But – as it happened – I had… Or at least, I haven’t heard anything specific about that incident for the past thirty-nine years. Of course covering its own back ‘Autosport’ published a boxed apology the following week, emphasising that I as a freelance (not a staff writer) had submitted the story. I had not been present in person at the Press Conference and that I had based my story upon the transcript. I felt they could have been a wee bit more supportive, but I really sympathised with editor Quentin Spurring because he had taken more flak than I had – and it must have been pretty intense…
I didn’t get to talk with Mr E for several years – despite our paths crossing several times. Then one day a friend called, asking me to meet Mr E with him to inspect a car that Bernie was thinking of buying. I didn’t feel very comfortable but went along with it. Mr E that day was crisp, friendly, the surprisingly weak handshake that I remembered. And later – after inspecting the car in detail – he started to talk about how Formula 1 was going down the tubes. The drivers were spoiled kids. “Maybe we’ve made the cars too safe today? We don’t kill ’em off often enough. The top blokes just hang around too long. They don’t move on or out and give someone new a drive. What we ought to do is have spray bars on each corner, so we can flood the track in places if a race gets boring. That would wake them up. Maybe the drivers should swap around – top drivers drive the backmarkers’ cars, and vice versa at one race each year? That would sharpen up the front runners when they realise how the other half has to live…”.

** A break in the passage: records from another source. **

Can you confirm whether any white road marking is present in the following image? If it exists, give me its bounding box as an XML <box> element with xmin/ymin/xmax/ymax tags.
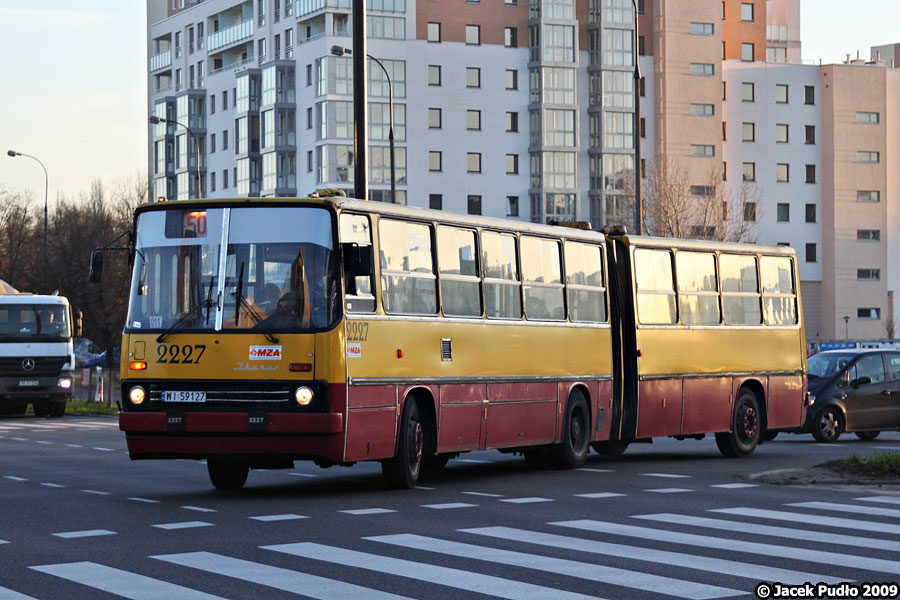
<box><xmin>181</xmin><ymin>506</ymin><xmax>216</xmax><ymax>512</ymax></box>
<box><xmin>364</xmin><ymin>534</ymin><xmax>744</xmax><ymax>598</ymax></box>
<box><xmin>785</xmin><ymin>502</ymin><xmax>900</xmax><ymax>518</ymax></box>
<box><xmin>153</xmin><ymin>521</ymin><xmax>212</xmax><ymax>530</ymax></box>
<box><xmin>632</xmin><ymin>513</ymin><xmax>900</xmax><ymax>552</ymax></box>
<box><xmin>338</xmin><ymin>508</ymin><xmax>397</xmax><ymax>515</ymax></box>
<box><xmin>53</xmin><ymin>529</ymin><xmax>116</xmax><ymax>540</ymax></box>
<box><xmin>550</xmin><ymin>519</ymin><xmax>900</xmax><ymax>574</ymax></box>
<box><xmin>709</xmin><ymin>483</ymin><xmax>759</xmax><ymax>490</ymax></box>
<box><xmin>28</xmin><ymin>562</ymin><xmax>225</xmax><ymax>600</ymax></box>
<box><xmin>710</xmin><ymin>507</ymin><xmax>900</xmax><ymax>534</ymax></box>
<box><xmin>459</xmin><ymin>527</ymin><xmax>841</xmax><ymax>584</ymax></box>
<box><xmin>152</xmin><ymin>552</ymin><xmax>414</xmax><ymax>600</ymax></box>
<box><xmin>575</xmin><ymin>492</ymin><xmax>625</xmax><ymax>498</ymax></box>
<box><xmin>262</xmin><ymin>542</ymin><xmax>595</xmax><ymax>600</ymax></box>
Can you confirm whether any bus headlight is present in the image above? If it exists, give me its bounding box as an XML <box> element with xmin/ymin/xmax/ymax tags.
<box><xmin>294</xmin><ymin>385</ymin><xmax>313</xmax><ymax>406</ymax></box>
<box><xmin>128</xmin><ymin>385</ymin><xmax>147</xmax><ymax>406</ymax></box>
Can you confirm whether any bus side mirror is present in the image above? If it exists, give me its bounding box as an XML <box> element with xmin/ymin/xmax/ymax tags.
<box><xmin>89</xmin><ymin>250</ymin><xmax>103</xmax><ymax>283</ymax></box>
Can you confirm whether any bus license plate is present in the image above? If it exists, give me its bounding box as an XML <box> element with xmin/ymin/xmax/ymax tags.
<box><xmin>162</xmin><ymin>391</ymin><xmax>206</xmax><ymax>402</ymax></box>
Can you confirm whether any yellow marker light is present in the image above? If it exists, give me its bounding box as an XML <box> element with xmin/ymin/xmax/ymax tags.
<box><xmin>128</xmin><ymin>385</ymin><xmax>147</xmax><ymax>406</ymax></box>
<box><xmin>294</xmin><ymin>386</ymin><xmax>313</xmax><ymax>406</ymax></box>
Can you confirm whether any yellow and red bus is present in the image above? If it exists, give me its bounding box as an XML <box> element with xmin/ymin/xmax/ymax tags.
<box><xmin>105</xmin><ymin>197</ymin><xmax>807</xmax><ymax>488</ymax></box>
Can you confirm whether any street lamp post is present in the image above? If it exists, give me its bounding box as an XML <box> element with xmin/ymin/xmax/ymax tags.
<box><xmin>331</xmin><ymin>46</ymin><xmax>397</xmax><ymax>204</ymax></box>
<box><xmin>6</xmin><ymin>150</ymin><xmax>50</xmax><ymax>282</ymax></box>
<box><xmin>149</xmin><ymin>115</ymin><xmax>203</xmax><ymax>200</ymax></box>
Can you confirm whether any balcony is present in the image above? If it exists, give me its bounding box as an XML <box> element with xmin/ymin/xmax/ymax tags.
<box><xmin>206</xmin><ymin>21</ymin><xmax>253</xmax><ymax>52</ymax></box>
<box><xmin>150</xmin><ymin>50</ymin><xmax>172</xmax><ymax>72</ymax></box>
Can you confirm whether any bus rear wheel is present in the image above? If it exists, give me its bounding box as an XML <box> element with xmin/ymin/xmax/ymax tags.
<box><xmin>381</xmin><ymin>398</ymin><xmax>425</xmax><ymax>490</ymax></box>
<box><xmin>206</xmin><ymin>458</ymin><xmax>250</xmax><ymax>490</ymax></box>
<box><xmin>716</xmin><ymin>389</ymin><xmax>762</xmax><ymax>458</ymax></box>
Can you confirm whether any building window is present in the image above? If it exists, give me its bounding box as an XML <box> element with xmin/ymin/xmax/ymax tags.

That day he was, in fact, a relaxed, playful, outrageous, bundle of fun. Maybe it was a test. I respected the confidence, keeping those comments to myself until today, but had I quoted them accurately at that time you can imagine the dreadful fuss it would have sparked – especially that line about “not killing ’em off regularly enough”.
In later years, on perhaps a half-dozen occasions, he ’phoned from time to time, usually to talk about old cars and acquiring them for his collection. His 1937 Mercedes-Benz W125 he would describe as “…that silver one, what’s it called, that WD40 thing…”, and by then I suspected that such a reference was part intended to needle someone he viewed – I am sure – as just another nerdy retarded-schoolboy enthusiast, a rivet counter, one of those irritating fans who thought he had a right to an opinion, merely because he had been a lifelong enthusiast... But regardless, Mr E still commissioned a couple of books from me for very special projects.